The Exclusives
- Author: Lady Charlotte Bury
- Language: English
- Genre: Silver Fork
- Publisher: Colburn and Bentley
- Publication date: 1830
- Publication place: United Kingdom
- Media type: Print

= The Exclusives (novel) =

1830 novel

The Exclusives is an 1830 novel by the British writer Lady Charlotte Bury, originally published in three volumes. It is part of the then-popular genre of silver fork novels set in high society. It was also published in New York City by Harper the same year in two rather than three volumes. Although the daughter of a duke herself Bury, writing anonymously, used it as an expose of the manners and behaviour of the elite Ton.

==Synopsis==
It contains three alternating subplots including that of the politician Lord Glenmore who neglects his wife to concentrate on politics.
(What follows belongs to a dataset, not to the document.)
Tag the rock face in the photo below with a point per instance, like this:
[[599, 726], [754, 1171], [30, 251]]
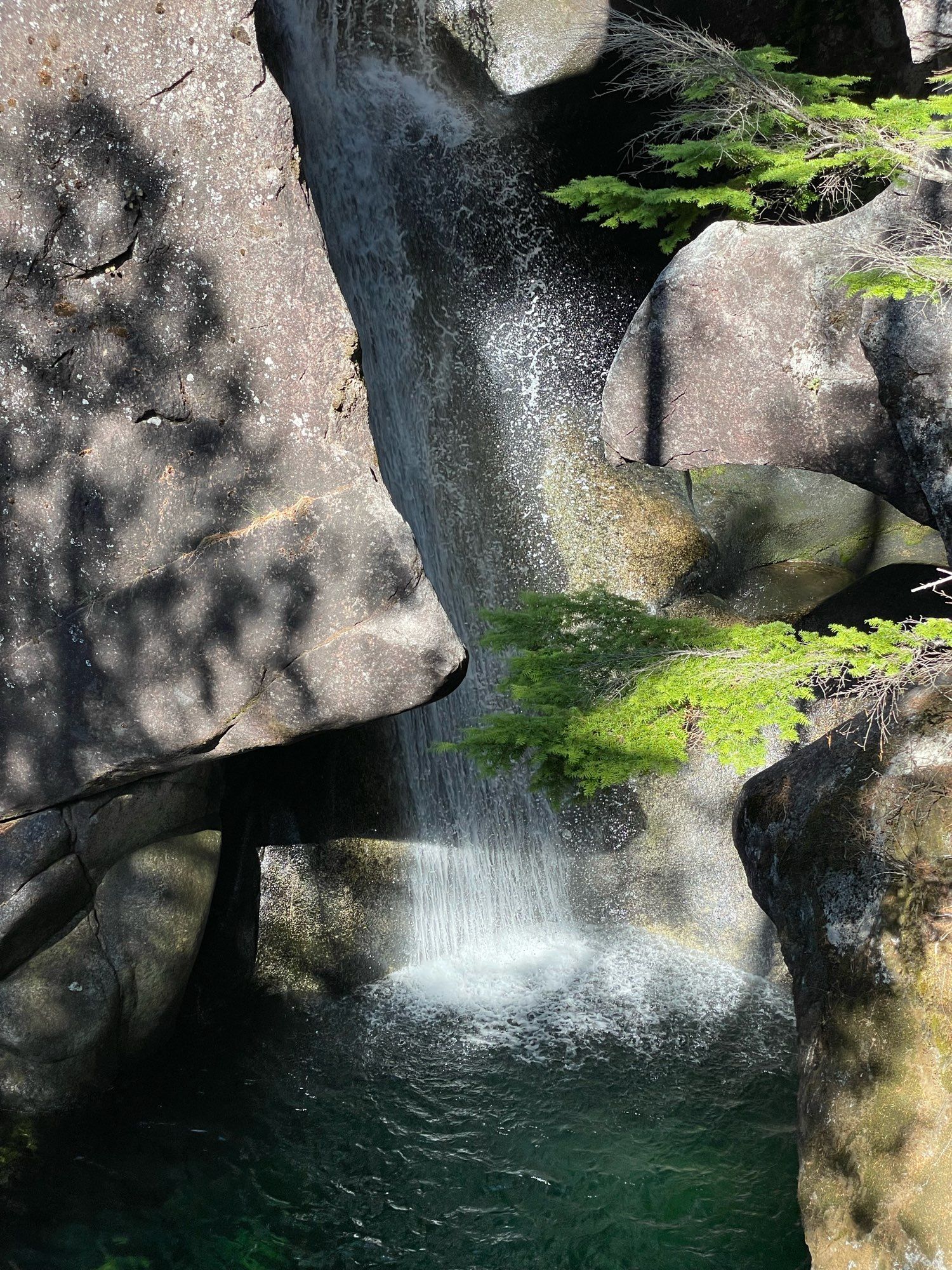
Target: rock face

Inexperienced in high society, she is targeted for seduction by Leslie Winyard. While it seems she has been compromised, she is in fact innocent, and he forgives her and resigns his political post so they can leave fashionable circles and live more happily together in the country.

==Bibliography==
- Copeland, Edward. The Silver Fork Novel: Fashionable Fiction in the Age of Reform. Cambridge University Press, 2012.
- Wilson, Cheryl A. Fashioning the Silver Fork Novel. Routledge, 6 October 2015.